Утром она поднялась как обычно. Ополоснула лицо и руки ледяной водой, заплела косу, растопила печь, выпила кружку анисового чая вместе с Йоханной и Акселем, укуталась в шаль, не без труда отворила дверь, вышла на заметенный песком порожек, затворила дверь и побрела вниз, к пасторовой усадьбе. С этого, собственно, и началось Сказание, да оборвалось. Майя-Стина бредет по песку. Машет девушке, что несет в деревянном башмаке уголья. Ее окликает какая‑то женщина. Майя-Стина кивает, но толком не вслушивается. Рука ее ныряет под кофту и нащупывает маленький шарик, он металлический и холодит кожу. Ветер вырывает у нее конец шали, и она высвобождает руку, чтобы поймать его. Ни о чем в особенности она не думает. Так, о разном. И о подарке Элле. Но скоро она о нем позабудет. Ибо в доме у пастора — великий переполох.
Глава восьмая
Розовый шелковый бант улетает навеки
Новый пастор, звали его Педер Тевенс, приехал на Остров восемь месяцев тому назад. В отличие от своего предместника, выученика из крестьян, которому не приходилось выбирать, где нести Слово Божие, Педер Тевенс был отпрыском старинной знатной фамилии, где мужчины из рода в род посвящали себя изучению богословия во всех его тонкостях. Сей нищий приход он избрал по собственной воле, и, разумеется, его желание было исполнено, хотя и отец его, и мать, и дядя епископ почли это блажью. На самом же деле господина Педера одолели духовные раздумья. Ну, пускай просто раздумья. Он нашел, что родители и родственники его предаются суетности и мало думают о вечном благе. И решил уйти в народ, в самую его гущу — там люди борются за то, чтобы выжить, а по пятам за жизнью неотступно следует смерть.
Это был весьма суровый молодой человек. Глаза его смотрели холодно и бесстрастно. Они напоминали два черных камешка, что нередко выносят на берег волны и что, полежав на солнце, принимают тускло-серый оттенок. Он был высокого роста, сухощав, притом хорошо сложен. По обе стороны бледного лица падали прямые черные волосы, заключая его в строгую рамку.
Господин Педер был из тех мужчин, которые пользуются успехом у женщин, ибо им свойственна пылкость.

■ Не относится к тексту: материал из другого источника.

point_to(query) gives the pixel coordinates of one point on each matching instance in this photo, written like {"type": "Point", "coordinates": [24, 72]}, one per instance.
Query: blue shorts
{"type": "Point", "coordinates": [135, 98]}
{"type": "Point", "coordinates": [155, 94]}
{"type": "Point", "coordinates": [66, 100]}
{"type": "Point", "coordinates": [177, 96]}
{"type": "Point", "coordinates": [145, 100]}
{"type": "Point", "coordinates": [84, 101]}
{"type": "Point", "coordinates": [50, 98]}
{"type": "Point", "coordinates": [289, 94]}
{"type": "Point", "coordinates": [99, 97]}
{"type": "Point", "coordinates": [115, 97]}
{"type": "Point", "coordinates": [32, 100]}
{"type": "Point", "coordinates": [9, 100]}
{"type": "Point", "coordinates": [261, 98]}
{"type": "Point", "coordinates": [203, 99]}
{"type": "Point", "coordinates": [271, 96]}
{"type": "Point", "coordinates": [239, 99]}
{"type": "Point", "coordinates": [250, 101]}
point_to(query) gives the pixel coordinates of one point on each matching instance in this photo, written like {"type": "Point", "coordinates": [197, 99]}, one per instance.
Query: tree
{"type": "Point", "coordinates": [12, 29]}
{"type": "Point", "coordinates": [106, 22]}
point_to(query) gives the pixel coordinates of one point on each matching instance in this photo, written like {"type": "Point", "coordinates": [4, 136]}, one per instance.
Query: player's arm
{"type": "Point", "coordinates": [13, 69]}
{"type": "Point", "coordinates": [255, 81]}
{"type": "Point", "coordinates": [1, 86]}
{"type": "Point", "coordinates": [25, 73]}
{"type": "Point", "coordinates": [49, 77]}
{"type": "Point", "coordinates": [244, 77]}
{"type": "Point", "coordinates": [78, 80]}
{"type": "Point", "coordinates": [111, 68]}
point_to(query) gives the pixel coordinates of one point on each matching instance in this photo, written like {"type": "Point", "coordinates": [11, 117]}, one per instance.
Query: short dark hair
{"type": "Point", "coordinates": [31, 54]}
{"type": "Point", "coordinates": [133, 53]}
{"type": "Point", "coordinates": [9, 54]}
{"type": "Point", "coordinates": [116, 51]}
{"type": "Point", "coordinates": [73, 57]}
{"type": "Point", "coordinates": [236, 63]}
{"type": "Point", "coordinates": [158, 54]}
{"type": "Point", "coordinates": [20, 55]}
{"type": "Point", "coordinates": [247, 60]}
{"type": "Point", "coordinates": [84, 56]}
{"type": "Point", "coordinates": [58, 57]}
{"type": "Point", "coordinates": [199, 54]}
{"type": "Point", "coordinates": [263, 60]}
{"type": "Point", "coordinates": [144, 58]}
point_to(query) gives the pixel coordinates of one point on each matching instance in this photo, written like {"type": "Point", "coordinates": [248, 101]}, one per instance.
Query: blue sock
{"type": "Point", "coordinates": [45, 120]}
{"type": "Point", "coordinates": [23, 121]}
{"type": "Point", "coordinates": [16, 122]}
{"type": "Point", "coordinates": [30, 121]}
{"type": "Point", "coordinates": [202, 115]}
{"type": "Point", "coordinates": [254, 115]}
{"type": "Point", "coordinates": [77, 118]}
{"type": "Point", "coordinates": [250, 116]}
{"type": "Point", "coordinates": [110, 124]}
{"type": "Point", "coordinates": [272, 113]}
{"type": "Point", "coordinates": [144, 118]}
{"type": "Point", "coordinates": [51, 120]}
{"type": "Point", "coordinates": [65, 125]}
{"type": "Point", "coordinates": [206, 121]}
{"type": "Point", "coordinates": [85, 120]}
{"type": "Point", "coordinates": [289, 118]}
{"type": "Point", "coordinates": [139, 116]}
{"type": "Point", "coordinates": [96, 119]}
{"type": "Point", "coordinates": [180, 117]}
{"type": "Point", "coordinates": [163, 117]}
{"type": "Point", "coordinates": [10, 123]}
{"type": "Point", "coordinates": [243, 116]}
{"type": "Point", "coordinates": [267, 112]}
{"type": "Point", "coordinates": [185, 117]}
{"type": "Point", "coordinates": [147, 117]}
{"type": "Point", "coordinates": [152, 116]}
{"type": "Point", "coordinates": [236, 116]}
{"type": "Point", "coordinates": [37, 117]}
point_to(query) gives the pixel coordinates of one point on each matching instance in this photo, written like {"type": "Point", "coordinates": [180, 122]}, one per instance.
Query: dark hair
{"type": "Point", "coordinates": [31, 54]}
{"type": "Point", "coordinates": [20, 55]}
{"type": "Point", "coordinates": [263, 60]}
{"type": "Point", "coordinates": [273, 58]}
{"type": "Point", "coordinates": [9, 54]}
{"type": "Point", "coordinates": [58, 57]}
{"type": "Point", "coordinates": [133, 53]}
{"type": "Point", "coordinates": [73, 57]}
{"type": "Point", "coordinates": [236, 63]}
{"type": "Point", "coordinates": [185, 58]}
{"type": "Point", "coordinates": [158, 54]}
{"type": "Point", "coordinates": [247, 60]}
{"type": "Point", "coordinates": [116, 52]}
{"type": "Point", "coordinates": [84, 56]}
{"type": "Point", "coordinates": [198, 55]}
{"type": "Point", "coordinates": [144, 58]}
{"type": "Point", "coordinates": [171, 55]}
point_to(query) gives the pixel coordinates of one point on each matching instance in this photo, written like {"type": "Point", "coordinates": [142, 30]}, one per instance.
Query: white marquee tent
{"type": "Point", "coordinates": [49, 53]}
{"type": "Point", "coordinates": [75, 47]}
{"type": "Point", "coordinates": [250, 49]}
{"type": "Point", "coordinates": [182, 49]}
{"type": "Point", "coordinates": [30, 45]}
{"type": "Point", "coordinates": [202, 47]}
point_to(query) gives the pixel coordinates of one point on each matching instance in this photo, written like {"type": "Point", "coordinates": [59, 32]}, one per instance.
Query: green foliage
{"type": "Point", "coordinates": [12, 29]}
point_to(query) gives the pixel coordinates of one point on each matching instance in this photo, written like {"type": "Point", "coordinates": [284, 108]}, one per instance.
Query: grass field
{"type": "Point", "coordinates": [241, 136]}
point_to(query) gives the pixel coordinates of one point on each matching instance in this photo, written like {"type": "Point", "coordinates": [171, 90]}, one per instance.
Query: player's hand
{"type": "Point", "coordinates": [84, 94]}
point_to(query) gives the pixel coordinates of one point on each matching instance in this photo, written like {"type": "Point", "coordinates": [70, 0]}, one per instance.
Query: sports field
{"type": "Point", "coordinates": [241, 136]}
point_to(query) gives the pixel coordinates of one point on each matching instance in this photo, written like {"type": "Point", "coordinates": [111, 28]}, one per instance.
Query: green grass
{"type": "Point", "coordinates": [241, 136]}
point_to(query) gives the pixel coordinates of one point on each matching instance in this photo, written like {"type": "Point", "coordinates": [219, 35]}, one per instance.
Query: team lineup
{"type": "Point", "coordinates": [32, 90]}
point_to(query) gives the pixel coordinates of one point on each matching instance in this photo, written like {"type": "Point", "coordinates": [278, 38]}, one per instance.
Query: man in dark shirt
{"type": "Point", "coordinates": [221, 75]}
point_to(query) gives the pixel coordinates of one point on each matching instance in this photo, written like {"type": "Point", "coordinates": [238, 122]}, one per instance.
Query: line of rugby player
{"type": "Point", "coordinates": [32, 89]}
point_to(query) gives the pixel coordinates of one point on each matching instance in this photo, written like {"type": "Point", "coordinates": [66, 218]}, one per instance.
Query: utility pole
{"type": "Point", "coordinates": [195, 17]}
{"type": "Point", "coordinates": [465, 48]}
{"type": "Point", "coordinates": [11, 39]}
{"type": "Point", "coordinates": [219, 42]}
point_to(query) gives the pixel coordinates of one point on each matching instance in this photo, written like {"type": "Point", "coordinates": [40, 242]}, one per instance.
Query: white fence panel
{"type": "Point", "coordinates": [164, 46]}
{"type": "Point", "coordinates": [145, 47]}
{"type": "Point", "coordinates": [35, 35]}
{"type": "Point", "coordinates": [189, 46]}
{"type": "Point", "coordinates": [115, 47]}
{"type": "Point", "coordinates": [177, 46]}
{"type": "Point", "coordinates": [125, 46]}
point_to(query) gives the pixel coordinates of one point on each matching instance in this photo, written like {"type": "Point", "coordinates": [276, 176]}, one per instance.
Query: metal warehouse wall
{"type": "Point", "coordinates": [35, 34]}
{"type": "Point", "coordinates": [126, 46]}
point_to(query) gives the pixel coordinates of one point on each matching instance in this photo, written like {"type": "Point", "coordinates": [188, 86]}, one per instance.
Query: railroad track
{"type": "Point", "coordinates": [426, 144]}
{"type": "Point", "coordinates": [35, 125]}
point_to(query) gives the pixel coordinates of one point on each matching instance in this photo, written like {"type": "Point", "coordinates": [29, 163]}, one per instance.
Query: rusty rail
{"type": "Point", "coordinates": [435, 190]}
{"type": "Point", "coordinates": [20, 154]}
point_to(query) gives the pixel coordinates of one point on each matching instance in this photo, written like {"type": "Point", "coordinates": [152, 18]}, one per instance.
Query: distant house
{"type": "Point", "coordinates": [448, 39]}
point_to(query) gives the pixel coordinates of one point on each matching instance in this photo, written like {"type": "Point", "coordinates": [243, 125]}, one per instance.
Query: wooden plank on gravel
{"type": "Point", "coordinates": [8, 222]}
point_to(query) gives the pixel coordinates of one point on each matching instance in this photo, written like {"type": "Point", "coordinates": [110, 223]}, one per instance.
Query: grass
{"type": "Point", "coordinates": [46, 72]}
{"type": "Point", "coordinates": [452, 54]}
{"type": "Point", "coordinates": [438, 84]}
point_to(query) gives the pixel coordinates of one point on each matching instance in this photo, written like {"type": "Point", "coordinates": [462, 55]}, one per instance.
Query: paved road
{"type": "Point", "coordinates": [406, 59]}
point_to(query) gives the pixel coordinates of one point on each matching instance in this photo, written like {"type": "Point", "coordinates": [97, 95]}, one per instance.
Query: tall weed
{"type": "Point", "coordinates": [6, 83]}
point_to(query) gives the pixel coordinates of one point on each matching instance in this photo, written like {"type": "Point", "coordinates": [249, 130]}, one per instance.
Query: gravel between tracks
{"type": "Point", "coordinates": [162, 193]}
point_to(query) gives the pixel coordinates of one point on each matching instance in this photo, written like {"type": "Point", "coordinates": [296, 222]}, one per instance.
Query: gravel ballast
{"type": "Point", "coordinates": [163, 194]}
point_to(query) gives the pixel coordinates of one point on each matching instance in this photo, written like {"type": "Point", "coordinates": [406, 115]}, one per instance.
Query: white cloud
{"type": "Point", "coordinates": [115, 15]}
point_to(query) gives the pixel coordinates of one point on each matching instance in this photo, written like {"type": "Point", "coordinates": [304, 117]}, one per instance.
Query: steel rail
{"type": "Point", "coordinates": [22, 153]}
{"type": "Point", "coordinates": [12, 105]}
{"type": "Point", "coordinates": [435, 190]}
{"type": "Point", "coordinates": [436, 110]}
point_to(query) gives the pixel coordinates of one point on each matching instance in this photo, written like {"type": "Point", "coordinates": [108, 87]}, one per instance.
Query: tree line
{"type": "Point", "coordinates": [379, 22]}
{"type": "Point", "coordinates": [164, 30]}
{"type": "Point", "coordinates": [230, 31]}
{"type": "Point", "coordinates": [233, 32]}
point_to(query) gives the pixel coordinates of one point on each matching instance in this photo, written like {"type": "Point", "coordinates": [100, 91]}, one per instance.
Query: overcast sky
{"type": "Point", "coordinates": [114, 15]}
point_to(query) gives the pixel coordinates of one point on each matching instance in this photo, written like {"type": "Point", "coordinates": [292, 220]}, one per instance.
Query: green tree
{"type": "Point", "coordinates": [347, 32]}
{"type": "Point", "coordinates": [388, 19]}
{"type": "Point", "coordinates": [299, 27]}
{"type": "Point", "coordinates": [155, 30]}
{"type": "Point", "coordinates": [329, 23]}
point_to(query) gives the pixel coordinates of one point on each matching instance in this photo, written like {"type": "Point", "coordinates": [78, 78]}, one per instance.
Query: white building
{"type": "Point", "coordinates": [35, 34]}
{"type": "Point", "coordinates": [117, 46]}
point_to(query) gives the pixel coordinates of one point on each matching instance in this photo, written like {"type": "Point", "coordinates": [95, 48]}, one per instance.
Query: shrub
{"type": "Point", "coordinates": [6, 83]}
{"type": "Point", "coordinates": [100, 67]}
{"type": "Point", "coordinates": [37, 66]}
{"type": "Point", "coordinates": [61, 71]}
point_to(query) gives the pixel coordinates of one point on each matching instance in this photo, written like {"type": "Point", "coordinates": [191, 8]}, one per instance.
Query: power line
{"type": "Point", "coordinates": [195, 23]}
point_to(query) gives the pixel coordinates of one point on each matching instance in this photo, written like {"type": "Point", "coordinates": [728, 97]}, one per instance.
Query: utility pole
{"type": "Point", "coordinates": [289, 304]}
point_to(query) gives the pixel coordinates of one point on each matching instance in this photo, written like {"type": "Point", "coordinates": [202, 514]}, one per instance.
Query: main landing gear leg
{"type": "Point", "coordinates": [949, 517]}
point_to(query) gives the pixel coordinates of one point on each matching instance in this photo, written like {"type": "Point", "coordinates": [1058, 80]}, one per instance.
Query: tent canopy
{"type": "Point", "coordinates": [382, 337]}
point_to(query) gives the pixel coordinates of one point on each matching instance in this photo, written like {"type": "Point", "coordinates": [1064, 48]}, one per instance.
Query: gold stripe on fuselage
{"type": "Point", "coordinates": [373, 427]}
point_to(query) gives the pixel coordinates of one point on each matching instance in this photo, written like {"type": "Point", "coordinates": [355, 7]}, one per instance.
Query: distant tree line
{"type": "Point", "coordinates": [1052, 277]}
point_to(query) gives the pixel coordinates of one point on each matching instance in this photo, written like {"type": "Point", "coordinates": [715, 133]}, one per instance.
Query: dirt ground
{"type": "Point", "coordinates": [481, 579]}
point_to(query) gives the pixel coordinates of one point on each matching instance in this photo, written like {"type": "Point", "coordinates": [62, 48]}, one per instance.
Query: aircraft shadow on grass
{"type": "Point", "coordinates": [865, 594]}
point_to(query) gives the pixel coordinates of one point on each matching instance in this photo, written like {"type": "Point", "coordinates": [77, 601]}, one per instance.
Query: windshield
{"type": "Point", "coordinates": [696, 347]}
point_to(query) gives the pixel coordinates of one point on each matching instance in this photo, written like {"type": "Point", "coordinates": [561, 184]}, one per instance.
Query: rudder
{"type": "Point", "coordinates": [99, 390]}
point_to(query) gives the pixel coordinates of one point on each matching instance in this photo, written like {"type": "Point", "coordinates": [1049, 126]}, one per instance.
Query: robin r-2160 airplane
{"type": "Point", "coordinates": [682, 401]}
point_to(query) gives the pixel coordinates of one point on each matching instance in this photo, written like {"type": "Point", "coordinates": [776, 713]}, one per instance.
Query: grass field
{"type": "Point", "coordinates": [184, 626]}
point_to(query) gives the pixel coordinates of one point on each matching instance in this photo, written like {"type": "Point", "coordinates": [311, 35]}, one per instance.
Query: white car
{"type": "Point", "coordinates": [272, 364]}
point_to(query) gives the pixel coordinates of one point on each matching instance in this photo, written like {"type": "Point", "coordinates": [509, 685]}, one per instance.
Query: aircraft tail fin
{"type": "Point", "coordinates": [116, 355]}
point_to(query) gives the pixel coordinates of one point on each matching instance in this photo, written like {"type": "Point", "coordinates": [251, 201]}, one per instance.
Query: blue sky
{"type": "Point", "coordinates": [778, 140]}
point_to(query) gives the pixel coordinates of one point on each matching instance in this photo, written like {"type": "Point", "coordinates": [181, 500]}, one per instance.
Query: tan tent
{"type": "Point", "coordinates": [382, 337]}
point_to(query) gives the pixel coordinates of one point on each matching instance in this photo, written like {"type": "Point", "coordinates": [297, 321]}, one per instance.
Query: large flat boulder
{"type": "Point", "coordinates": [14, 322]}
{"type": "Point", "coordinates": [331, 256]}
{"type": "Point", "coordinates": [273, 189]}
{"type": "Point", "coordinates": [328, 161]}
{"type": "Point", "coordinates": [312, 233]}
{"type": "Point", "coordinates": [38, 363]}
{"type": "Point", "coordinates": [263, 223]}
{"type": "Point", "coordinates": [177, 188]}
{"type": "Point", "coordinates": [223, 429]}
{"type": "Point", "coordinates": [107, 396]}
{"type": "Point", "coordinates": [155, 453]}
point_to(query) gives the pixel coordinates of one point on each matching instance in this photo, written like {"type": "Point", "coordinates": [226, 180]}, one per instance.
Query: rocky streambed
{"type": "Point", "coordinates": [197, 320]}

И хотя пылкость эта поддается двоякому истолкованию, ее вполне можно принять за страсть, за способность безоглядно увлечься. Неудивительно, что господин Педер с легкостью покорил очаровательную Анну-Регице Ворн, дочь богатого оптовика, которая только-только начала выезжать в свет, но уже повергла к своим стопам немало столичных щеголей.
Анна-Регице была жизнерадостной, а по мнению иных — ветреной девушкой. Она любила театр и зачитывалась книгами на чужих языках. Ухаживание господина Педера заключалось в том, что на званых вечерах он уводил ее в дальний угол и выговаривал за кокетливый наряд и вольное поведение. Поначалу это ее забавляло, потом в ней поселился дух противоречия, а кончилось тем, что она всецело ему предалась. Когда он выпросил розовый шелковый бант с ее бального платья и поднес к губам, Анна-Регице от счастья расплакалась, — неважно, что потом он кинул этот бант в распахнутое окно и тот улетел навеки. Она расцвела, точно маков цвет, она так жаждала внимать увещеваниям господина Педера, что, не убоявшись слухов, взяла и явилась к нему в рабочий кабинет.
Поклонники ее были в отчаянии, до того она переменилась. Отец Анны-Регице выжидал. Все‑таки господин Педер — сын именитых и богатых родителей. А безрассудная, фанатическая приверженность высшим целям — сродни детской болезни, она, как известно, проходит, когда человек окунается в житейское море, иными словами, когда настает время подумать о продолжении рода, о достатке и о приумножении достояния. Но вот он дал им свое согласие. Анну-Регице Ворн обвенчали с новоиспеченным бакалавром богословия Педером Тевенсом, и в тот же день молодые отбыли из столицы на Остров.
Анна-Регице была согласна поступиться отчасти своими привычками в отношении нарядов и всякого рода удобств. Но когда перед самым отплытием муж потребовал, чтобы она оставила на пристани сундук с бальными платьями и тонким столовым бельем, она взбунтовалась. Почему от этого нужно отказываться? Ведь сама по себе красота — не грех!
Тут‑то Анне-Регице и открылось, что супруг ее одержим ревностью. Не той, что беснуется и вопиет, требует и выплескивается, ищет близости и унимается после нежнейшего примирения. А глухой, злобной ревностью, что гложет сердце, как червь.